Dattch, une nouvelle application de rencontres réservée aux femmes, s'attaque aux faux profils qui pourrissent les plateformes destinées aux lesbiennes. A la clé, un marché publicitaire convoité.

Beaucoup a été dit, à ce jour, sur la révolution sexuelle engendrée par l’application de drague gay avec géolocalisation Grindr. Mais qu’en est-il des femmes lesbiennes? D’après Robyn Exton, une développeuse établie au Royaume-Uni, elles restent sur leur faim avec les plateformes actuelles, d’après elle mal adaptées à ce public spécifique. Aussi cette jeune Britannique a-t-elle lancé, en novembre dernier, une nouvelle application: Dattch. Les premiers résultats sont encourageants. Contrairement à l’idée reçue qui veut que les femmes qui aiment les femmes soient plutôt réservées à l’idée de rencontrer quelqu’un en ligne, les premières abonnées à Dattch semblent tchatter et naviguer encore davantage que leur contreparties masculines sur les applications telles que Grindr.

Fantasmes
Dattch n’est évidemment pas la première application du genre, si ce n’est que Robyn ambitionne de s’attaquer au principal problème que rencontrent, sur le Réseau, les femmes qui aiment les femmes: l’invasion par des hommes désireux d’assouvir leurs fantasmes lesbiens.

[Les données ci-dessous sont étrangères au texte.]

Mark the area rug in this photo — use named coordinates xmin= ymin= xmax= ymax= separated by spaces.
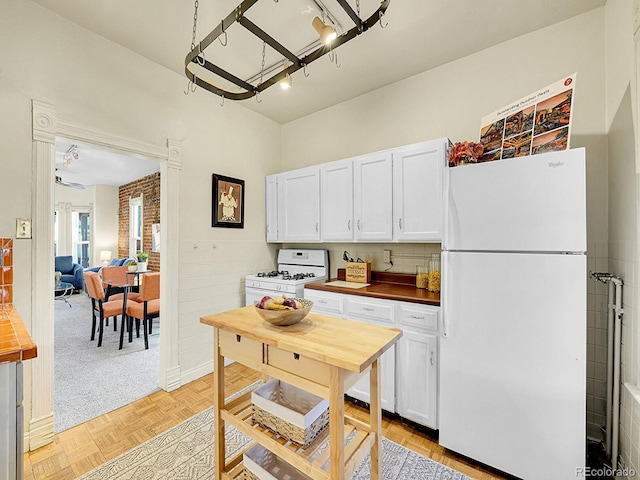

Toujours en version beta, Dattch est pour l’instant limité à Londres, et accessible sur invitation uniquement. Pourtant, il attirerait un nombre considérable de faux profils créés par des hommes. Dattch a pris le parti de les vérifier manuellement. Leur camouflage est souvent sommaire, raconte Robyn au site féminin «The Gloss». L’e-mail laissé par certains comprend un nom masculin. D’autres créent des pages Facebook pour leur avatar féminin. Mais là encore, les usurpateurs sont relativement faciles à repérer: photos douteuses, absence d’amis et d’intérêts, création de la page remontant à la veille…

Futile
«C’est extrêmement triste de voir qu’il y a des gens qui prennent autant de temps et d’énergie pour essayer de courtiser ou de convertir des femmes qui indiquent aussi clairement qu’elles ne sont pas intéressées», soupire la développeuse. Et pour quoi faire, puisque les masques tomberont inévitablement en cas de rencontre? «La notion d’inaccessibilité est quelque part attirante pour ceux qui aiment la chasse – aussi futile soit-elle», estime Robyn.

A vrai dire, ce petit jeu de détective a également des arrière-pensées commerciales. Sur le site «The Next Web», elle explique qu’une base de membres de qualité pourrait devenir le premier atout de Dattch, qui envisage de lancer une adhésion premium (l’app est gratuite pour l’instant). En outre, les femmes connectées pourraient attirer des annonceurs publicitaires, qui peinent actuellement à cibler ce marché.